Automation-Friendly Configuration
Configuration designed for automation tools that expect specific table names:
targets:
  - name: automation_adx
    type: azdx
    properties:
      tenant_id: "00000000-0000-0000-0000-000000000000"
      client_id: "11111111-1111-1111-1111-111111111111"
      client_secret: "your-client-secret"
      endpoint: "https://cluster.region.kusto.windows.net"
      database: "logs"
      # Catch-all ensures automation-generated events always have a destination
      table: "automated_events"
      schema: "Timestamp:datetime,EventType:string,Data:string,Source:string"
      tables:
        - name: "monitoring_alerts"
          schema: "Timestamp:datetime,AlertLevel:string,Message:string"

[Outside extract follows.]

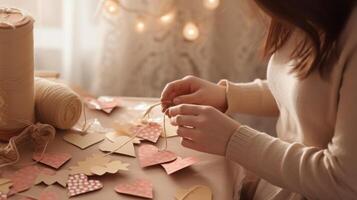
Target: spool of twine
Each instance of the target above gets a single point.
(56, 104)
(16, 72)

        - name: "deployment_logs"
          schema: "Timestamp:datetime,Service:string,Version:string,Status:string"
In this configuration, automation tools looking for "monitoring_alerts" or "deployment_logs" will find their specific tables with the expected schemas. Any other automated events will be captured in the "automated_events" catch-all table, ensuring no data is lost.